How straining is the system to the specimen? Do you need 2 x the excitation light hitting the specimen for the same amount of signal?

You say twice as much light...implying 50% transmission...well it is 50% transmission, but remember when we combine the signal we are effectively getting the benefit of twice confocal over the widefield so it’s difficult to answer and I think we would have to dig into what we are comparing it to. If you would like to add more detail, I will be happy to engage in this question further.

Can you vary the speed of the disk?

It could be done but there is currently no reason to do this. The disk runs at 6000 RPM which means that one revolution takes 10 ms. In our experience 10 ms is the minimum exposure at which you will obtain sufficient signal to form and image. Increments of 10 ms are convenient and since 100 Hz exceeds the target imaging speed of the instrument we don’t see any point in doing so. Further, we are synchronized to the disk if we run our exposure at multiples of 10 milliseconds but we have found this is not critical when you exceed one revolution of the disk. This contrasts with the CSU, where you achieve one scan in 30 degrees of the disk, which translates to 1 ms at 5000 rpm. So in the CSU we increment our exposure by 1ms increments for disk synchronisation.
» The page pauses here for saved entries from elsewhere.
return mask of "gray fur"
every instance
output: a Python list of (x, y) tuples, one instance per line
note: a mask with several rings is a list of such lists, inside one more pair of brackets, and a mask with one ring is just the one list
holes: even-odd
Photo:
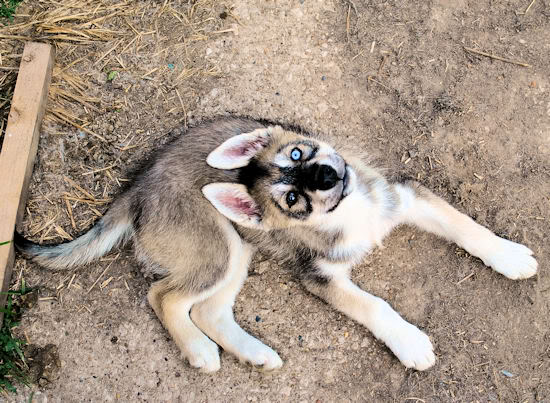
[(69, 268), (132, 240), (145, 274), (161, 277), (148, 294), (152, 308), (204, 371), (219, 369), (217, 345), (267, 370), (282, 365), (231, 310), (261, 250), (369, 328), (405, 366), (424, 370), (435, 362), (429, 338), (349, 279), (351, 267), (401, 223), (457, 242), (510, 278), (536, 273), (528, 248), (496, 237), (418, 184), (388, 183), (363, 152), (239, 118), (205, 123), (163, 147), (81, 237), (56, 246), (16, 237), (16, 246), (41, 265)]
[(16, 246), (26, 257), (51, 269), (67, 269), (90, 263), (132, 238), (133, 223), (128, 199), (127, 194), (122, 195), (97, 224), (71, 242), (52, 246), (16, 242)]
[[(217, 221), (219, 213), (203, 197), (201, 188), (213, 182), (239, 180), (239, 170), (212, 168), (206, 158), (228, 138), (261, 127), (264, 125), (256, 121), (225, 118), (192, 128), (165, 145), (87, 233), (56, 246), (19, 248), (41, 265), (61, 269), (89, 263), (119, 243), (132, 240), (146, 276), (166, 277), (170, 288), (200, 293), (223, 277), (229, 257)], [(306, 143), (315, 144), (313, 140)], [(336, 162), (342, 170), (341, 159)], [(279, 170), (274, 172), (282, 175)], [(270, 176), (267, 180), (277, 182), (280, 178)], [(264, 192), (265, 183), (259, 180), (253, 185), (251, 194), (262, 199), (259, 193)], [(265, 201), (271, 203), (267, 198)], [(246, 228), (239, 228), (239, 232), (247, 242), (289, 265), (296, 263), (289, 256), (297, 255), (299, 249), (302, 256), (324, 256), (339, 237), (338, 231), (299, 226), (269, 233)], [(310, 252), (303, 252), (304, 248)]]

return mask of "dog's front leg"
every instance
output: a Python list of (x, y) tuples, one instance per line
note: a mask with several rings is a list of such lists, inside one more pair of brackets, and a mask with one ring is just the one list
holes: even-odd
[(537, 272), (529, 248), (496, 236), (417, 182), (396, 184), (394, 189), (399, 199), (398, 223), (453, 241), (510, 279), (528, 278)]
[(428, 336), (405, 321), (383, 299), (353, 284), (348, 267), (325, 261), (318, 261), (315, 266), (317, 271), (313, 275), (306, 273), (302, 278), (308, 291), (369, 329), (407, 368), (423, 371), (435, 363)]

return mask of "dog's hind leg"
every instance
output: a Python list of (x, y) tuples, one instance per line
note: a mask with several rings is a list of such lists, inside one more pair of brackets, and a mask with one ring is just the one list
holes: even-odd
[[(234, 231), (233, 229), (231, 229)], [(270, 371), (283, 365), (279, 355), (270, 347), (245, 332), (235, 322), (233, 305), (247, 274), (253, 253), (252, 248), (240, 240), (241, 247), (232, 248), (230, 278), (226, 285), (191, 310), (193, 322), (224, 350), (234, 354), (241, 362)]]
[(189, 364), (203, 372), (214, 372), (220, 369), (218, 346), (189, 317), (193, 304), (205, 297), (207, 295), (182, 295), (162, 280), (154, 284), (148, 294), (150, 305)]
[(496, 236), (416, 182), (394, 189), (399, 198), (397, 224), (412, 224), (453, 241), (513, 280), (536, 274), (537, 261), (526, 246)]

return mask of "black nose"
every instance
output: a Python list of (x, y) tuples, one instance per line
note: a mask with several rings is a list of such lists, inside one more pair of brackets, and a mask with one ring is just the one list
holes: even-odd
[(313, 189), (329, 190), (338, 182), (338, 174), (329, 165), (315, 165), (313, 172)]

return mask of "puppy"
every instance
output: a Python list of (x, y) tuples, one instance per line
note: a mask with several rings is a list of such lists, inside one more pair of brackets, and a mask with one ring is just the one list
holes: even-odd
[(160, 278), (148, 300), (187, 358), (220, 368), (218, 345), (263, 370), (279, 355), (233, 317), (255, 251), (293, 269), (312, 294), (363, 324), (407, 368), (435, 363), (428, 336), (350, 280), (359, 263), (400, 224), (455, 242), (510, 279), (535, 275), (527, 247), (499, 238), (416, 182), (389, 183), (365, 153), (300, 130), (240, 118), (190, 129), (84, 235), (18, 249), (50, 268), (71, 268), (132, 241)]

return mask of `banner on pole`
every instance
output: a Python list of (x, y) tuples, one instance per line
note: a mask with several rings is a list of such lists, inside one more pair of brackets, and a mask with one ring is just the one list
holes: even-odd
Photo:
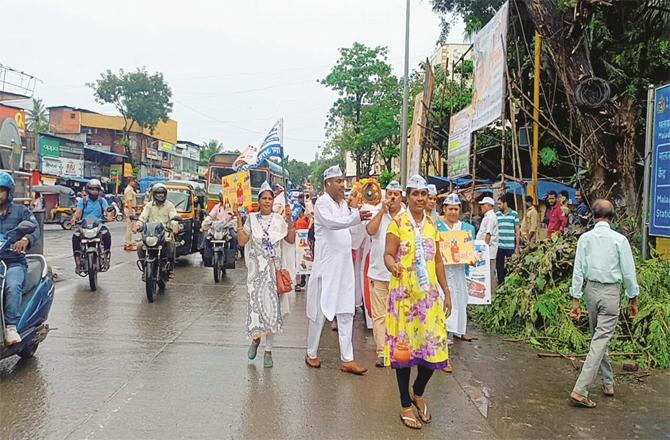
[(221, 179), (223, 197), (227, 206), (251, 207), (251, 179), (249, 171), (240, 171)]
[[(424, 63), (423, 92), (414, 98), (414, 116), (412, 128), (407, 142), (407, 176), (421, 174), (421, 152), (424, 142), (425, 126), (428, 123), (428, 112), (433, 102), (435, 91), (435, 75), (430, 62)], [(405, 180), (406, 181), (406, 180)]]
[(502, 116), (505, 98), (508, 9), (508, 3), (505, 2), (496, 15), (475, 35), (472, 47), (475, 69), (472, 131), (486, 127)]
[(447, 176), (450, 179), (470, 174), (470, 141), (472, 106), (467, 106), (449, 119)]
[(491, 260), (489, 245), (475, 240), (475, 266), (466, 266), (468, 304), (491, 304)]
[(272, 126), (259, 148), (248, 146), (233, 162), (236, 171), (256, 168), (271, 157), (284, 158), (284, 119)]
[(649, 235), (670, 237), (670, 84), (656, 89)]
[(308, 229), (297, 229), (295, 231), (296, 275), (309, 275), (312, 272), (314, 256), (309, 246), (308, 236)]

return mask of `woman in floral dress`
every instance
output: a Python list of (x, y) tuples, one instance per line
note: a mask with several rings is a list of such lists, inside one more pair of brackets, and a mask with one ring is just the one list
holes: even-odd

Can you summarise which applications the spinning disk can compete with as standard? i.e. is there any specific application suited to the spinning disk?

• It is targeted at live cells and whole embryos.
• For embryos we can work at low power and still achieve good confocality, so we can reject out of focus light without cross-talk problems, which is a problem with other spinning disks.
• For live cells we can tune the optical sectioning to get plenty of signal in a relatively short time.
• So compared to point scanners it will win in terms of imaging speed. While compared to a laser spinning disk e.g. Yokogawa CSU it performs much better with thicker specimens, but cannot compete for pure speed. Hence, the DSD will find niche applications based on flexible illumination wavelength, moderate speed, low background and cross-talk in thick specimens and cost-effectiveness.

How do you change, in the system, between low and high magnification modes? Is this motorized?

Switching between the modes is the click of a button in the software interface. The disk is motorized and slides the relevant part of the disk and hence light pattern into the light path. It takes about 2 seconds to do switch between these patterns.

When do you expect to have the solution for the upright microscopes?

The upright solution will be completed in the July/August time frame and will ship in November or December.

What microscopes do the Photonics Inst, products fit on currently?

Pretty much every microscope on the market.

Will it be possible to have multi-dimensional real-time reconstructions in Imaris, with the data being acquired on an Andor system?

• The two things on our roadmap to integrate between Imaris and iQ are as follow.
  
  • Allow Imaris to read the ImageDisk directly which should be available in July.
  • Real time rendering is actually an extension of the ability for Imaris to peak in at the images as they being acquired and this is on the roadmap for December of this year.